Песенная, «гитарная», романсная стихия стихотворения обязывает к плавности ритма, и болезненность, лихорадочность чувства внешне как бы затухает, но о ней постоянно напоминают «мучительные» эпитеты, а подспудно она еще усиливается частым перемежением персонажей, ибо в каждом четверостишии (куплете песни) из трех персонажей действуют лишь двое: в первом — «я» и гитара, во втором — звезда и «я», в третьем и четвертом — то же, но в обратном соотношении, «я» и звезда, в пятом — «я» и гитара, в шестом — гитара и звезда, в седьмом, замыкающем — опять «я» и гитара,
А в следующем стихотворении, в «Цыганской венгерке», происходит уже раздвоение героя. Двойственность подчеркивается с самой первой строки: «Две гитары, зазвенев…» Что это: определение цыганского оркестра-аккомпанемента? или два голоса? Скорее, именно последнее. Раздвоенность далее будет сказываться на самых разных уровнях. В оксюморонной контрастности чувств: «горькое веселье», «слиянье грусти злой с сладострастьем баядерки» и т. д.

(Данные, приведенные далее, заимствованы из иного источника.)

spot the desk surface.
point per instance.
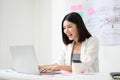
(9, 75)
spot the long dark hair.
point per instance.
(75, 18)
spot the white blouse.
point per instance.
(88, 56)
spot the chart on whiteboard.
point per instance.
(102, 18)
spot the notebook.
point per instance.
(24, 59)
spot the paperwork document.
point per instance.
(13, 75)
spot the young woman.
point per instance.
(79, 45)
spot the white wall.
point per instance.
(108, 55)
(25, 22)
(38, 22)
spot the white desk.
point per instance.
(8, 75)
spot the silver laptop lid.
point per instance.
(24, 59)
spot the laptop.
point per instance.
(24, 59)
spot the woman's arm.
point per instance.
(55, 67)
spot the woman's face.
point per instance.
(70, 29)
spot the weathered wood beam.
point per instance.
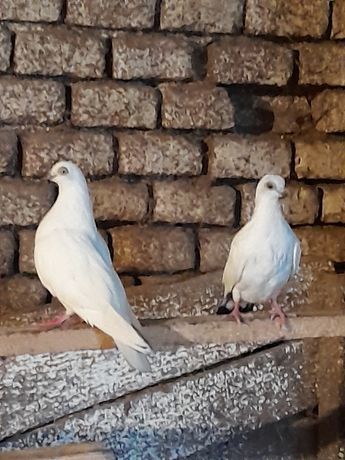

В провалах, вспышках и опять провалах надежды (то герой понимает, что «она» отдана другому «без возврата», то заклинает: «ты моя!», то видит у нее на руке чужое колечко, то опять у ее ног мечтает о счастье; кончается сюжет, однако, отчаянием, потерей надежды, зато героиня снова возводится в ранг «светлого виденья», прекрасного и недоступного). В контрасте обреченности, скованности из-за свершившегося обручения «ее» с другим — и дикой активности, невозможности с этим примириться. Наконец, раздвоенность героя проявляется в его ведении голосов из двух совершенно разных стилей: интеллигентски-литературного и разговорно-народного (сближающегося незаметно и с цыганским хоровым пением).
Иногда — впрочем, очень редко — они существуют отдельно, не смешиваясь, например:
Звуки шепотом журчатСладострастной речи…Обнаженные дрожатГруди, руки, плечи.Звуки все напоеныНегою лобзаний,Звуки воплями полныСтрастных содроганий…
А с другой стороны:
Значит, просто все хоть брось…Оченно уж скверно!Доля ж, доля ты моя,Ты лихая доля!..

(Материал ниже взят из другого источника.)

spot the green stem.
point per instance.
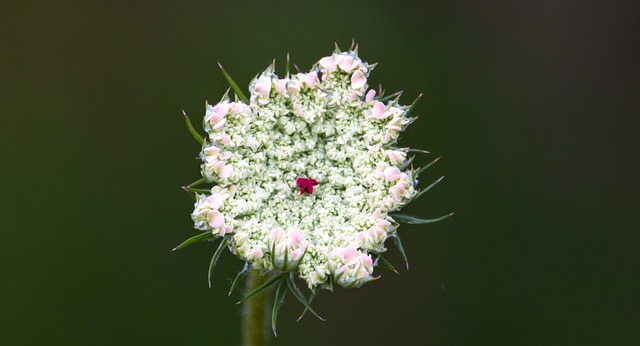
(254, 314)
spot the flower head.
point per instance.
(307, 172)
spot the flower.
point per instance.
(307, 172)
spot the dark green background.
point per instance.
(534, 108)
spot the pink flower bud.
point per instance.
(358, 79)
(379, 110)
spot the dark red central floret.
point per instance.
(306, 185)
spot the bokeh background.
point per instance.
(533, 106)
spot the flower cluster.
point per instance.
(307, 172)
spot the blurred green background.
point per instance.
(533, 106)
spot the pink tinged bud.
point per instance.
(296, 254)
(281, 85)
(370, 95)
(378, 111)
(358, 79)
(310, 79)
(349, 254)
(392, 173)
(222, 109)
(328, 63)
(211, 153)
(347, 64)
(217, 122)
(263, 86)
(256, 254)
(240, 238)
(396, 157)
(294, 87)
(216, 219)
(383, 224)
(226, 155)
(367, 261)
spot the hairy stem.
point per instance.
(254, 312)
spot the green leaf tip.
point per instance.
(413, 105)
(193, 240)
(233, 85)
(241, 274)
(427, 189)
(263, 287)
(314, 292)
(214, 259)
(277, 302)
(288, 66)
(296, 292)
(382, 262)
(421, 170)
(398, 242)
(412, 220)
(192, 130)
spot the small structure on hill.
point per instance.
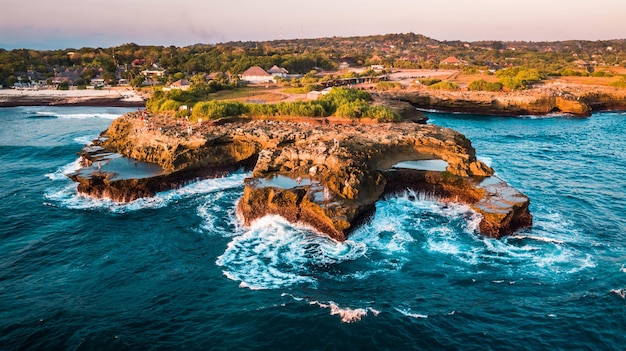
(452, 61)
(256, 74)
(276, 71)
(181, 84)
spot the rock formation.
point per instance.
(326, 175)
(577, 100)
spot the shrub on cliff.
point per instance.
(217, 109)
(621, 83)
(444, 85)
(381, 113)
(483, 85)
(339, 96)
(517, 78)
(386, 86)
(354, 109)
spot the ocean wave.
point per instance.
(274, 253)
(408, 313)
(218, 213)
(86, 139)
(62, 172)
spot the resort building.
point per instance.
(181, 84)
(276, 71)
(256, 74)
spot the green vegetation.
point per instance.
(483, 85)
(518, 78)
(444, 85)
(386, 86)
(341, 102)
(304, 57)
(621, 83)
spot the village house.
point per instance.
(181, 84)
(256, 75)
(155, 71)
(452, 61)
(276, 71)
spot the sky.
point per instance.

Но в целом почти по всему стихотворению происходит смешение двух голосов, когда трудно отделить их один от другого, когда в совершенно фольклорный текст вмешивается музыкальный термин «квинта», или, наоборот, в интеллигентскую фразу — просторечие:
Что за дело? ты моя!Разве любит он, как я?Нет — уж это дудки!
Смешиваются и приемы: в духе параллелизма народной песни строится литературный голос героя, а романтический оксюморон «Ты слиянье грусти злой // С сладострастьем баядерки» влияет на создание подобного же контраста в просторечии — «Буйного похмелья, // Горького веселья».

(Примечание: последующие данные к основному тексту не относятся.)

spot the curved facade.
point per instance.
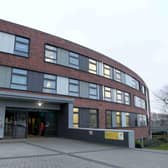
(42, 73)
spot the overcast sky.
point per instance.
(134, 32)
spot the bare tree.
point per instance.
(162, 98)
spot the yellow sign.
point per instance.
(114, 135)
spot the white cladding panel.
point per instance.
(7, 42)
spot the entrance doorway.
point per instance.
(23, 122)
(42, 123)
(15, 124)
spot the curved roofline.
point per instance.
(79, 45)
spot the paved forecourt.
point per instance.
(62, 153)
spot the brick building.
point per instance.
(50, 86)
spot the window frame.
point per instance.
(50, 78)
(13, 85)
(20, 52)
(52, 49)
(71, 92)
(94, 87)
(73, 56)
(93, 63)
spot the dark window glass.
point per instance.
(19, 79)
(50, 54)
(21, 46)
(49, 83)
(108, 119)
(74, 60)
(73, 87)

Народное просторечие могуче вторгается в литературный стиль, разливается на многие куплеты «сплошняком» и придает стихотворению совершенно новый вид, не известный ранее в русской литературе. Ведь даже Кольцов, при всей его глубокой народности, все-таки очищал свой стиль, избегал просторечия, вульгарных идиом. А Григорьев «стоны музыки» соединяет с «плюнь да пей», «Доля ж, доля ты моя» — с «Оченно уж скверно!» и т. д. (Следует отметить, что стилистическая и лексическая смелость была всегда присуща Григорьеву, вспомним его неоднократные сравнения петербургских белых ночей с «язвой гнойной».) Кажется, что нет предела его стилевому размаху, и народная речь, как и интеллигентская, оказывается у него удивительно многопластной, от строк фольклорной песни до грубоватых ругательств. Резкие смены настроений и стилей хорошо сочетаются с ритмическими перебоями, со сменой длины строк (то есть с изменением количества стоп и слогов) и даже со сменой стоп, размеров (в двусложный хорей вторгается трехсложный анапест).